Konumuz adli tıp, adli tıpın hizmet verdiği de adalet. Adaletin tecellisi maddi gerçeğin ortaya çıkarılması, delillerin ortaya çıkarılması, değerlendirilmesi ve yargının hizmetine sunulması. Adaletin hakkı ile tecellisi için adli tıpa ihtiyaç var. Bilirkişi kurumuna ihtiyaç var. Adli Tıp Kurumumuz yargı teşkilatımızın çok önemli bağımsız ve tarafsız bir bilirkişilik kurumu. Adalet mülkün temelidir. Adalet toplumsal barış ve huzurun teminatıdır. Dolayısıyla devletin temeli olan adalet özellikle en önem verilmesi gereken bir alan. 22 yıldan bu yana adaletin tecellisi noktasında, hukuk devletinin gerçekleşmesinde 3 önemli unsur öne çıkıyor. Buna önem vermek gerekiyor. Başlıcası insan unsuru, hakimlerimiz, savcılarımız, avukatlarımız ve yargı teşkilatımız, adalet personelimiz bunların hem nicelik açısından hem nitelik açısından kalitesini daha yükseklere taşımak ve bu anlamda çok önemli mesafeler aldık. 25 bin hakim ve savcımızın gerek mesleğe kabulünden önce gerekse mesleğe kabul edildikten sonra onların özelikle hem yeni değişen gelişen mevzuata uyum sağlamaları hem hizmet içi eğitimlerini daha kaliteli hale getirme noktasında Türkiye Adalet Akademimizle beraber önemli çalışmaları sürdürüyoruz.

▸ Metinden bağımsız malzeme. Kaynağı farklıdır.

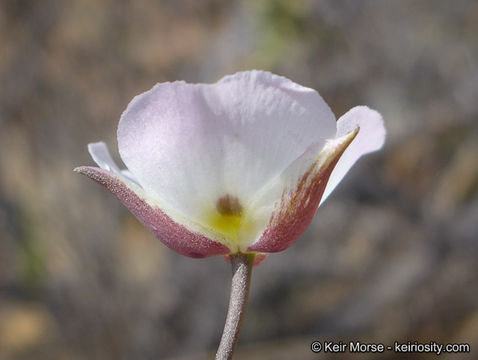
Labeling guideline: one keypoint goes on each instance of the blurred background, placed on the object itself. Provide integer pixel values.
(391, 256)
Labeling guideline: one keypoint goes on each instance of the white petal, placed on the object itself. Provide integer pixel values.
(371, 137)
(101, 155)
(189, 145)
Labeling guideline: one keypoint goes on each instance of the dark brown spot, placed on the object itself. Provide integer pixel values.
(229, 205)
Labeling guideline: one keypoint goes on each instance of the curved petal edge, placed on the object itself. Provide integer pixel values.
(174, 235)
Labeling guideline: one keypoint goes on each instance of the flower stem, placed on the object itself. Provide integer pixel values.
(241, 280)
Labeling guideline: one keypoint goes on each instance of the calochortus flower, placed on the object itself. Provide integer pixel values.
(235, 168)
(240, 165)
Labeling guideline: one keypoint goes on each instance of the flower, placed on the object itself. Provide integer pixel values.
(240, 165)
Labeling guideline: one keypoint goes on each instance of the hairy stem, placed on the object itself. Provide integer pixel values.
(241, 280)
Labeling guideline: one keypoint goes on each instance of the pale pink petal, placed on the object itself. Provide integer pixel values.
(370, 138)
(179, 237)
(101, 155)
(189, 145)
(300, 198)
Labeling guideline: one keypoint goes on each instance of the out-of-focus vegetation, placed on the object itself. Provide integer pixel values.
(392, 255)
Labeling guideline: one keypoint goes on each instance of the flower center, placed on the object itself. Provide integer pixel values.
(227, 217)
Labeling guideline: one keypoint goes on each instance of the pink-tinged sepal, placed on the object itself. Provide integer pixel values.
(298, 205)
(259, 258)
(173, 234)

"Hatalı kararları en aza indirmek için mücadele ediyoruz"
Adaletin tecellisi noktasında 25 bin hakim ve savcımız kılı kırk yararak titiz bir çalışma gerçekleştiriyor. Tabi ki ilk derecesi, istinafı, temyizi 3 dereceli bir sisteme sahibiz. ilk derecenin vermiş olduğu bir karar hatalı da olabiliyor zaten istinaf ve temyiz süreçleri bunun için var. İstisnai da olsa bu tür kararlar ortaya çıktığında hemen sosyal medyada, basında bir dezenformasyona, yargıyı yıpratmaya yönelik bir algı çalışmasına gidiliyor. Bunu yapmamak lazım. Bu yargıyı yıpratan adaletin yıpranmasına, devletin temelinin yıpranmasına neden olan bir husus. Hepimizin, özellikle basın kuruluşlarımızın da bu konuda sorumlu davranması lazım. Elbette bu hatalı kararları en aza indirmek lazım bunun için mücadele ediyoruz ve kaliteyi yakalamak lazım. Bu anlamda 25 bin hakim ve savcımız yılda 12 milyon dosyada karar veriyorlar dolayısıyla bu kararların içerisinde kanunların farklı yorumlanmasından kaynaklanan bir takım tereddütler de ortaya çıkıyor. Yargı kararlarını eleştireceğiz bu eleştiri kaliteyi de beraberinde getirecek ama bir takım iftiralarla 25 bin hakim ve savcımızı töhmet altında bırakacak bir takım yanlış değerlendirmeler yaparsak yargı yıpranmış olur."